Cette perception, pourtant, ne résiste pas à un examen attentif. Partout où ils sont implantés, les salafistes ont fait preuve d’une adaptabilité certaine. Le Koweït, où le mouvement salafiste est présent depuis la fin des années 1960, est un cas d’école: tirant leur inspiration de l’Arabie Saoudite, les premiers salafistes commencèrent par refuser toute forme d’organisation, arguant que créer une structure autonome contribuerait à diviser la communauté des musulmans. Pressé par le contexte (et la concurrence d’autres mouvements dans le champ islamique), ils décidèrent finalement au début des années 1970, à la suite de la publication d’un ouvrage qui fit alors grand bruit - «La légitimité de l’action collective» (shar‘iyyat al-‘amal al-jama‘i) du cheikh Abd al-Rahman Abd al-Khaliq - de créer une association, l’«association pour le renouveau du patrimoine islamique» (jam‘iyyat ihya al-turath al-islami). Quelques années plus tard, à la suite de nouveaux développements, ils se décidèrent à présenter des candidats au parlementce qu’ils refusaient obstinément au départ, puisque cela équivaudrait à reconnaître la légitimité d’un système qui n’est pas fondé sur la Loi islamique. Depuis, les parlementaires salafistes se sont imposés, à plusieurs reprises, comme des défenseurs acharnés de la «démocratie koweïtienne». Plus récemment, enfin, plusieurs activistes issus du mouvement salafiste ont défié le pouvoir en créant le premier parti politique koweïtien se réclamant comme tel, le parti de l’Oumma (hizb al-umma), dont le programme ouvertement salafo-démocrate a été exposé dans l’ouvrage «La liberté ou le déluge» (Al-hurriya aw-l-tawfan) de son fondateur Hakim al-Mutayri. Notons que le cas du Koweït est loin d’être isolé : des dynamiques comparables peuvent être observées au Liban ou au Yémen.
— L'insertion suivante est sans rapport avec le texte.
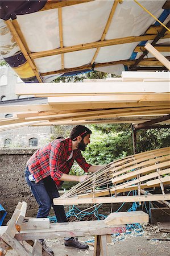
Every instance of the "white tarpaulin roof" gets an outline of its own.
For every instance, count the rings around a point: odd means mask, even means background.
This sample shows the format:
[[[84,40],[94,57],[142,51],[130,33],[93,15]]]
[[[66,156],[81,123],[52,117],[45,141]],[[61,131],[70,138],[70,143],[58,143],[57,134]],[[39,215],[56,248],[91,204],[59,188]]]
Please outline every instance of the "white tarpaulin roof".
[[[33,67],[35,66],[43,81],[54,79],[54,75],[70,72],[75,73],[77,70],[91,69],[92,67],[96,70],[121,75],[125,67],[130,67],[135,63],[134,60],[142,54],[141,51],[134,52],[136,47],[139,44],[141,45],[141,42],[151,43],[157,36],[156,30],[147,33],[148,28],[152,25],[156,25],[160,31],[163,27],[157,22],[155,23],[155,19],[134,1],[124,0],[122,4],[119,2],[94,0],[59,9],[56,8],[57,4],[53,3],[53,9],[18,15],[12,25],[16,29],[22,43],[19,44],[19,46],[16,43],[14,45],[12,38],[15,36],[15,31],[9,23],[8,27],[11,33],[9,30],[7,32],[6,28],[6,34],[1,32],[1,54],[6,61],[9,60],[10,65],[10,58],[13,57],[14,59],[14,56],[20,49],[26,57],[22,47],[23,44],[28,56],[31,57]],[[169,10],[163,9],[165,1],[139,2],[164,24],[169,21]],[[45,6],[48,4],[47,2]],[[4,31],[7,26],[5,22],[1,20],[1,31],[3,28]],[[144,35],[148,36],[146,40],[145,38],[140,38]],[[165,56],[169,55],[169,52],[165,51],[169,45],[169,33],[166,33],[164,38],[161,38],[156,43],[159,47],[167,47],[160,48]],[[134,37],[134,39],[131,37]],[[148,40],[150,38],[151,40]],[[118,42],[117,39],[120,40]],[[142,44],[144,45],[144,43]],[[95,56],[97,50],[98,53]],[[162,67],[162,64],[159,63],[159,65],[157,61],[155,61],[150,53],[144,59],[147,57],[148,62],[143,64],[142,61],[138,64],[138,67],[150,68],[155,64]],[[150,62],[148,58],[152,58]],[[23,67],[21,64],[18,67],[16,64],[15,66],[10,65],[23,81],[35,81],[28,70],[29,65],[28,68],[27,63],[23,62],[24,63]],[[107,65],[107,63],[109,63]],[[34,70],[32,67],[32,69]],[[37,75],[36,76],[38,77]],[[48,80],[45,79],[49,76]]]

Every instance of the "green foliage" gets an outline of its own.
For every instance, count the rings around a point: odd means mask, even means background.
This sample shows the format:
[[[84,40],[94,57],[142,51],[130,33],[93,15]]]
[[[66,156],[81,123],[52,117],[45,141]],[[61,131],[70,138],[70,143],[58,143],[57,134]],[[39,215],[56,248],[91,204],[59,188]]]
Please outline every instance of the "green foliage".
[[[86,162],[92,164],[108,164],[116,159],[133,154],[132,131],[130,125],[90,125],[90,143],[82,154]],[[63,130],[60,135],[69,137],[72,126],[56,126],[57,131]],[[170,129],[141,129],[137,131],[138,152],[170,146]],[[60,135],[61,134],[61,135]],[[54,138],[54,137],[53,137]],[[84,171],[74,163],[70,174],[81,175]]]
[[[8,66],[9,64],[4,60],[0,60],[0,67],[2,66]]]

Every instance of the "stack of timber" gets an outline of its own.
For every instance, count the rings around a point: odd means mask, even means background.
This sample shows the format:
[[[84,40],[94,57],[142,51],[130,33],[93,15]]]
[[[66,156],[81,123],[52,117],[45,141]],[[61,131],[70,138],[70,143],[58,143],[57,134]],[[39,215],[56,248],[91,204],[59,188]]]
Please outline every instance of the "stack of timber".
[[[148,214],[140,210],[113,213],[99,221],[49,224],[47,218],[26,218],[26,203],[19,202],[7,226],[0,227],[1,256],[5,256],[11,249],[20,256],[42,256],[43,249],[38,240],[72,236],[94,236],[93,256],[109,256],[107,242],[111,242],[111,234],[126,232],[125,224],[136,221],[146,223],[149,219]],[[23,241],[29,243],[31,248],[26,248]]]
[[[0,119],[0,131],[25,125],[138,124],[168,117],[169,76],[169,72],[125,72],[121,78],[111,80],[20,84],[16,94],[45,97],[48,104],[0,106],[1,113],[13,115]],[[168,123],[168,119],[161,123]]]
[[[60,198],[55,199],[54,204],[169,200],[170,194],[165,193],[165,187],[170,184],[169,160],[170,147],[165,147],[115,160],[76,185]],[[144,189],[156,187],[160,187],[161,194],[145,194]],[[137,191],[137,196],[118,196],[119,193],[134,190]],[[165,203],[170,207],[169,203]]]

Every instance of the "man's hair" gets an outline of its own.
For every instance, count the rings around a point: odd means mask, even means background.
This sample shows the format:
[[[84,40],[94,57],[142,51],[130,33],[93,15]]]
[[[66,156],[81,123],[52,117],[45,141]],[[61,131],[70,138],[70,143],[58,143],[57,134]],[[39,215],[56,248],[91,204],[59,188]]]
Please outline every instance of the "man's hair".
[[[72,141],[77,141],[78,136],[81,136],[82,139],[84,138],[87,134],[91,134],[92,131],[83,125],[76,125],[72,130],[70,138]]]

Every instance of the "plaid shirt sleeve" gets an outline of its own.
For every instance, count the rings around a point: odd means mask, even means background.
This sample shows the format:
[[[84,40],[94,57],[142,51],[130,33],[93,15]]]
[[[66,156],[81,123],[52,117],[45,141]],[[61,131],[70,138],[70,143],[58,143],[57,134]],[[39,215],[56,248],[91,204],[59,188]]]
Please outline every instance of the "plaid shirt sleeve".
[[[57,147],[52,146],[49,152],[49,164],[52,179],[56,181],[63,175],[65,163],[63,163],[64,148],[60,143]]]
[[[88,172],[88,170],[92,166],[92,164],[88,164],[85,158],[82,157],[82,155],[81,154],[81,152],[80,150],[78,150],[76,152],[76,155],[75,156],[75,160],[76,160],[78,164],[80,166],[81,168],[82,168],[82,170],[85,172]]]

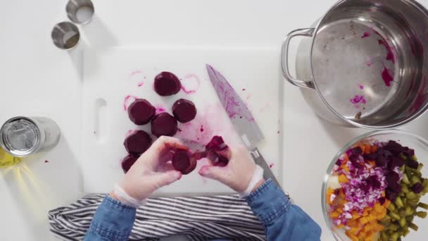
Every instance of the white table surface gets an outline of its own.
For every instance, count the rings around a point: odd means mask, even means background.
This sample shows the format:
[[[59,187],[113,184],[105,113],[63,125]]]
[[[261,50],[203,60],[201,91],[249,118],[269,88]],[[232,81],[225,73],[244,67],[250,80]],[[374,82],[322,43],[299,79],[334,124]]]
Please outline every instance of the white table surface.
[[[47,211],[84,194],[75,158],[81,149],[82,49],[185,45],[275,46],[279,50],[289,32],[308,27],[335,1],[94,2],[96,16],[81,26],[81,43],[71,51],[56,49],[50,38],[54,25],[67,20],[65,0],[4,1],[0,8],[0,122],[18,115],[43,116],[54,119],[62,130],[52,152],[0,170],[1,240],[55,240],[49,232]],[[341,146],[367,130],[320,119],[297,87],[284,83],[284,88],[283,187],[322,226],[322,240],[331,240],[320,204],[324,172]],[[425,116],[404,129],[428,137],[427,121]]]

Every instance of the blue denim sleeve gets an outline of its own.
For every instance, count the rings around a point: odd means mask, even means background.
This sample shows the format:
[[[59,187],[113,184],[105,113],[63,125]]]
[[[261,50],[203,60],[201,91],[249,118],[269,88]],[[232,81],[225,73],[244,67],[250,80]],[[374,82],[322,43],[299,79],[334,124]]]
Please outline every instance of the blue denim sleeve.
[[[246,202],[265,226],[268,240],[320,240],[321,228],[272,180],[248,196]]]
[[[84,240],[127,240],[135,213],[134,208],[106,196],[95,212]]]

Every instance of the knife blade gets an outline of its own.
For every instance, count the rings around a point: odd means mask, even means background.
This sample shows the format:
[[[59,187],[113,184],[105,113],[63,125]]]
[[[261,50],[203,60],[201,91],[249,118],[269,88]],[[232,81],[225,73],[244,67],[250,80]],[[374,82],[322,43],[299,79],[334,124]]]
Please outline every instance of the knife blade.
[[[251,154],[254,162],[263,168],[263,178],[265,180],[272,179],[281,187],[270,167],[257,149],[257,145],[263,140],[264,137],[253,114],[220,72],[208,64],[206,65],[206,68],[210,80],[235,130]]]

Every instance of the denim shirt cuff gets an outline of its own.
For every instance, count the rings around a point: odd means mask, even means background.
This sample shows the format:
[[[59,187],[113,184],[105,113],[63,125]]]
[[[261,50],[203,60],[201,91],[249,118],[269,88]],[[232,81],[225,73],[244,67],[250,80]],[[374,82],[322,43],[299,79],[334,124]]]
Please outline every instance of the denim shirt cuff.
[[[127,240],[136,212],[134,208],[107,195],[96,210],[89,232],[112,240]]]
[[[291,206],[289,199],[270,179],[251,192],[246,200],[264,225],[287,212]]]

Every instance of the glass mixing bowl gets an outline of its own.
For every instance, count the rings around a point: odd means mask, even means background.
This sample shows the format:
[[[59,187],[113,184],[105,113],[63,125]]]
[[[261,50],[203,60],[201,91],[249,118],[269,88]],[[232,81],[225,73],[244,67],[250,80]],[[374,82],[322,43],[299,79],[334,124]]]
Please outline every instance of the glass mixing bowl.
[[[325,175],[321,193],[324,219],[336,240],[351,240],[351,239],[345,234],[344,228],[337,228],[327,213],[329,206],[326,202],[326,192],[327,187],[332,185],[332,179],[333,178],[332,178],[331,174],[336,162],[344,156],[346,150],[358,146],[359,144],[372,142],[388,142],[389,140],[396,141],[404,147],[408,147],[415,149],[415,154],[417,157],[417,161],[424,164],[424,167],[421,170],[422,178],[428,178],[428,141],[415,134],[399,130],[377,130],[367,132],[349,142],[334,156],[329,165]],[[422,196],[420,202],[428,204],[428,193]],[[424,210],[422,208],[418,208],[417,211],[428,211],[428,210]],[[419,227],[418,230],[415,231],[410,229],[410,233],[405,237],[402,237],[402,240],[427,240],[427,237],[428,236],[428,217],[420,218],[416,216],[413,223]]]

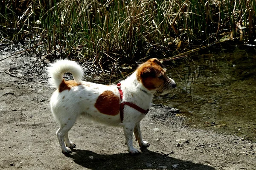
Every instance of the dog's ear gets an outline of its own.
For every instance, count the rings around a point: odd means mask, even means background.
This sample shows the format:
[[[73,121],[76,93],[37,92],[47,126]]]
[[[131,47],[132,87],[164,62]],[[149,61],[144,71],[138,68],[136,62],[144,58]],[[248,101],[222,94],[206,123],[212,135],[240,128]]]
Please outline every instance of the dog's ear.
[[[153,58],[150,59],[148,60],[147,61],[147,62],[154,62],[155,63],[160,65],[161,66],[161,67],[162,67],[162,68],[163,68],[163,65],[162,65],[162,63],[160,61],[159,61],[158,60],[158,59],[157,59],[156,58]]]
[[[140,72],[140,77],[142,78],[147,78],[148,77],[155,77],[156,73],[152,66],[152,63],[150,66],[145,67],[141,70]]]

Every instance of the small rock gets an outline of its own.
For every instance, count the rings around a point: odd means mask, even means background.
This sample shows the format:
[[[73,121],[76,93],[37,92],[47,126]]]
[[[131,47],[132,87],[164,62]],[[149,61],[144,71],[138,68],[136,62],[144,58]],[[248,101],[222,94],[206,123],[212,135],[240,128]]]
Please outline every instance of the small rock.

Cela signifie effectivement une chose : l’Arabie Saoudite perd sa centralité dans la géographie du salafisme. Y contribue notamment, on le voit, l’émergence de cheikhs comme Abd al-Rahman Abd al-Khaliq, qui possèdent une autorité suffisante pour ne plus avoir à se référer aux oulémas saoudiens. Aujourd’hui, ce sont même parfois les développements qui traversent le salafisme hors d’Arabie qui ont incidence sur le mouvement dans le royaume: l’ouvrage «La liberté ou le déluge» a ainsi été abondamment discuté dans les salons saoudiens, où il a alimenté le débat autour des idées du courant islamo-libéral.